My favorite spot on Liuqiu Island was Geban Bay where we bought 50 NT flip flops and arrived to the bay area after traveling through a river of other bay goers and families on scooters. The sand was more stone like, course enough that we kept our flip flops on as our toes and ankles treaded into the pleasantly warm salt water. As we continued taking steps just a little farther into the bay, we began to realize that this was a very lively ecosystem of small crabs and fish who insisted on taking a nibble at Veneese’s toes, and thin starfish and black sea urchins. The experience was quite therapeutic, but I can’t help but smile as I think of how I kept going through a cycle of nervousness over my proximity to these creatures, as well as excitement, awe, and wonder at this beautiful place full of life. I tried my best to avoid stepping on the fauna that my eye could detect, and with each step I just kept squealing “I’m sorry, I’m sorry, sorry, SORRY!” It was hilarious and definitely a highlight of my weekend.
Overall, I am okay with bays. Caves however are another story. I simply cannot take the overwhelming claustrophobia that I develop when in tight spaces like that. When it was time to enter the Black Devil Cave, I was absolutely fine with patiently waiting at a nearby pavilion for my friends to complete their confined adventures. Just fine.

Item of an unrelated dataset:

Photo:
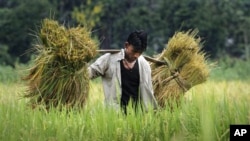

All in all, Taiwan is teaching me valuable lessons: to be curious and open to trying the things that scare me, to not be afraid, and to be confident in my identity as a female, as a person of color, as an African American, as a future doctor, no matter where I am in this world. Before arriving to Taipei, I was committed to completing this program, but afraid of the unknown in terms of life abroad. Today, I am here and I feel my personal evolution taking place. It is easy to get caught up in the everyday aspects of life. My current job is to go to my lab and amplify and digest DNA in order to interpret my results so that I will overall complete a report that will shed but a glimpse of light on how patient polymorphisms are linked to chronic kidney disease. One can become used to this weekly process. But then, as I walk to my dorm or next destination I take a look at the Kaohsiung sky, at how the clouds take on grand shapes that I’ve never seen before, how a rainbow spreads across, never ending, never quite beginning, and then I feel the wind blow to cool off the constant humidity of this city; all this sensation helps me to just realize the utter awesomeness of being granted this experience to participate as a research trainee here on such a captivating island.
I’m currently reading Outliers: The Story of Success by Malcolm Gladwell, a book that my aunt let me borrow which I never read, and a book that was also gifted to me by my mentors from my internship last summer, The Summer Public Health Scholars Program (SPHSP) at Columbia University in New York City. Finally, I’ve got around to opening it and paying attention to its message: that 1) the most successful people in the world have put in their time for the things they wish to achieve, and 2) they were all, no matter their talent, intelligence, or skill levels, afforded opportunities in which they took advantage. This mixture of drive and seized opportunity can take one’s journey to the next level, a level of excellence. Thank you to the SDSU MHIRT program for seeing my potential to be what Gladwell calls, “an outlier”.
P.S. Lastly, I saw War of the Planet of the Apes at a nearby theatre with Paula and Edgar and it was cinematic magic. That’s how you start off a Monday!